Kimileri mutlaka komplo teorisi veya uydurma deyip geçiştirecek ama maalesef göstergedeki ibre kontrolsüz şekilde yükseliyor. Aslında sağduyulu ve soğukkanlı olunması en başta yapılacak tek seçenek.
Çünkü gizli dünya devleti bünyesinde bulunan yeni dünya düzeni konseptinde yer alan paylaşım metodunda belirtilen çok gizli oyunların bölüm bölüm belli başlı gündem içerisinde uygulamaları için şimdiden butona bastılar galiba. Ben bir teorisyen olarak böyle düşünüyorum.
Önce 29 ekim yürüyüşü ile başlayan bu kıvılcım yavaş yavaş ülke geneline doğru yayılmasından kaygım yok. Bu münasebetsizce yürüyüşün diğer yerlere doğru gitmesi öncelikle Başkent’teki ODTÜ kampüsü karışması, Bursa’nın da karışması ve diğer doğu illerinde PKK korkusu sendromu yaşayan iller tam anlamıyla ülkeyi içinden çıkılmaz bir felakete doğru götürmektedir.
Daha doğrusu bunların hepsi de önce cezaevlerinde başlayan açlık grevleri ile oluşması karanlık dış mihrakların bir oyunun başlangıcı bunun sonrasında daha sancılı ve uykusuz geceler zamanı olduğu anda benim dediğim gibi komplo teorisi olduğu doğru çıkacak ve hatta bu istikrardan rahatsız olanlar da bunu fırsat bilip halk ve devletin karşı karşıya getirmek için acaba ne tür planlar yapacaklar.

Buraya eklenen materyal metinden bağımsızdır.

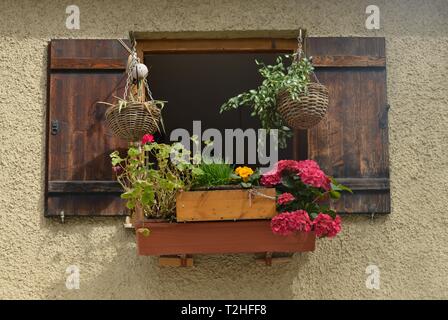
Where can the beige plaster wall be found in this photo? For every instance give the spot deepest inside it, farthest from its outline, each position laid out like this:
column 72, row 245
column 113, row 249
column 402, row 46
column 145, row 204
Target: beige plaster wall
column 409, row 246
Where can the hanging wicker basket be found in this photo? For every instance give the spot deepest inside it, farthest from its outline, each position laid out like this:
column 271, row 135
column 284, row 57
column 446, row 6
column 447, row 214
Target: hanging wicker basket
column 308, row 110
column 134, row 120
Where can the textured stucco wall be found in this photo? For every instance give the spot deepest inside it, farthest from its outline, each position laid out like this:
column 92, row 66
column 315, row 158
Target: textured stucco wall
column 409, row 246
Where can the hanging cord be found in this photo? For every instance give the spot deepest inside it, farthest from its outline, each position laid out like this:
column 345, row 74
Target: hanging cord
column 299, row 53
column 134, row 61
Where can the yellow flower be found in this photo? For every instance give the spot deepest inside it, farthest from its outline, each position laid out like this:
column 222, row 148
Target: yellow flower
column 244, row 172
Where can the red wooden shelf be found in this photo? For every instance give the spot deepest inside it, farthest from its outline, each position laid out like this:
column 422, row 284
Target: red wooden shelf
column 218, row 237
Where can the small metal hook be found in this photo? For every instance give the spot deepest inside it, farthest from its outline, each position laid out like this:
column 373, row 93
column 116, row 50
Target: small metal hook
column 300, row 37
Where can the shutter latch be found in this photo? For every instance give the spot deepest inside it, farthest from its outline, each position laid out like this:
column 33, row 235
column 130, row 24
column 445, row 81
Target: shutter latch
column 54, row 127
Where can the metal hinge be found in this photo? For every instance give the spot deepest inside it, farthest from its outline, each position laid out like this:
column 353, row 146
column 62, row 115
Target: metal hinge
column 54, row 127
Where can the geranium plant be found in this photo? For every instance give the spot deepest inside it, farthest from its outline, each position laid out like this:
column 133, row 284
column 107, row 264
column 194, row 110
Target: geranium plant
column 303, row 193
column 150, row 178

Karanlık güçler bu ülkede öyle bir ortam hazırlamak istiyorlar ki Türkiye’yi bölmek parçalamak çabasında olanlar nerdeyse çocuklar gibi hareket ederlerse hiç şaşmam zaten.
Son dönemlerde zor günler geçiren Türkiye’nin küçük çaplı yoğunluklarla uğraştırarak dış politikada saf dışı bırakmak ve terörle mücadelede dikkatleri dağıtmak için olur olmaz densizlerin tamamen dış odaklı karanlık güçlere hizmet ettiklerini bilmiyorlar. Aslında sağlıklı olarak düşündüklerinde tam bir beyin yıkama ile istikrar istemeyenlerin elinde maskara olduklarını anlayacaklar ama iş işten çoktan geçecek.
Tavsiyem devletten üstün olamazlar. Çünkü bu istikrarı istemeyen isteyenlerin en azlarıdır. Üstelik bu istikrar ve huzuru kaçırmak isteyenlerin esamesi bile yok bunların sayısı mübalağa gibi on parmağı nerdeyse geçmez diyebilirim. Bunların şeytanca oyunlarına Anadolu’nun mümtaz insanları inanmayacaktır.
Karanlık güçlerin kirli oyunlarına ortak olmadan şimdiden istikrarın muhasebesini yaparak huzura katkıda bulunmak aynı zamanda vatandaşlık görevidir. Kimse Türkiye devleti uğraşmaya muktedir değildir. Bu devlet dünkü devlet değil. özgeçmişi tarihte yazılıdır. Bu derin kökleri olan devlet elbette ki ne sıkıntıları gördü. Muhakkak bu karanlık diziyi reklama çevirecek kudrettedir. Bundan kimsenin şüphesi olmasın.
Demokrasi çığırtkanlığı yapmak isteyen karanlık güçlerin emrindeki yürüyüşle bu devlete korku veremezler. Demokrasi sınırsızlık demek değil. bir kurallar bütünüdür. Herkes bu kurallara uymak zorundadır. Bunun aksini düşünmek bu ülkeye hainlikten başka değildir.
Aklıma gelmişken son zamanlarda ulusal gazete köşe yazarlarında ne hikmetse hükümete karşı yaza yazma moda oldu zannediyorlar. Bu köşe yazarları da unutmasın ki istikrarı ve huzuru kaçırmak isteyen karanlık güçlerin birer pasif destekçisi olduklarını bilmelerini isterim. Önemli olan hükümete karşı yazılar değil. toplumu yönlendirecek ve faydalı olabilecek yazılar yazmaktır. Merak etmeyin hükümet yanlısı yazar sayılmazsınız. Önemli olan bu millete uzun zaman yetecek kadar eski hatalardan koruyucu sağlık tipi yazıları ile iyi bir eser bırakmaktır. Millet siyaset değil ekmek parası kazanma derdindedir.